One Stop Systems, Inc.
NOTES TO UNAUDITED PRO FORMA
CONDENSED CONSOLIDATED FINANCIAL STATEMENTS
Note 1 - Basis of presentation
The historical consolidated financial statements have been adjusted in the pro forma condensed consolidated financial statements to give effect to pro forma events that are (1) directly attributable to the business combination, (2) factually supportable and (3) with respect to the pro forma condensed combined statements of operations, expected to have a continuing impact on the combined results following the business combination.
The business combination was accounted for under the acquisition method of accounting in accordance with ASC Topic 805,Business Combinations.
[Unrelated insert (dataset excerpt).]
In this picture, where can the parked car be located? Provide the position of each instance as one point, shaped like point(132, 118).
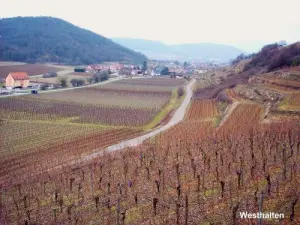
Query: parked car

As the acquirer for accounting purposes, the Company has estimated the fair value of CDI’s assets acquired and liabilities assumed and conformed the accounting policies of CDI to its own accounting policies.
The pro forma consolidated financial statements do not necessarily reflect what the combined company’s financial condition or results of operations would have been had the acquisition occurred on the dates indicated. They also may not be useful in predicting the future financial condition and results of operations of the combined company. The actual financial position and results of operations may differ significantly from the pro forma amounts reflected herein due to a variety of factors.
The consolidated pro forma financial information does not reflect the realization of any expected cost savings or other synergies from the acquisition of CDI, Inc. as a result of restructuring activities and other planned cost savings initiatives following the completion of the business combination.
Note 2 - Purchase consideration
The Company acquired CDI, Inc. for $4,841,432, consisting of cash of $646,760 and 1,266,364 shares of common stock of One Stop Systems, Inc. with a fair value of $4,194,672 on the date of acquisition. Fair value was determined based upon the stock price as of August 31, 2018 of $3.63 less a discount of 8.75% for lack for of marketability for one year.
Note 3 - Preliminary purchase price allocation
The Company has performed a preliminary valuation analysis of the fair value of CDI, Inc.’s assets and liabilities. The following table summarizes the allocation of the preliminary purchase price as June 30, 2018.
| | | | |
Cash | | $ | 87,036 | |
Accounts receivable | | | 718,288 | |
Inventory | | | 247,511 | |
Prepaid expenses and deposits | | | 102,037 | |
Fixed assets, net | | | 45,026 | |
Customer relationships | | | 1,470,000 | |
Trade name | | | 100,000 | |
Non-compete - Jim Reardon | | | 200,000 | |
Accounts payable and accrued expenses | | | (900,585 | ) |
Notes payable | | | (376,363 | ) |
| | | | |
Total fair value excluding goodwill | | | 1,692,950 | |
Goodwill | | | 3,148,482 | |
| | | | |
Total allocated purchase price | | $ | 4,841,432 | |
| | | | |
This preliminary purchase price allocation has been used to prepare pro forma adjustments in the pro forma balance sheet and statements of operations. The determination of fair value for the identifiable net assets acquired and the allocation of the purchase price was determined by management and considered the results of a third-party appraisal of the fair value of tangible and intangible assets as of August 31, 2018, which is the actual acquisition closing date.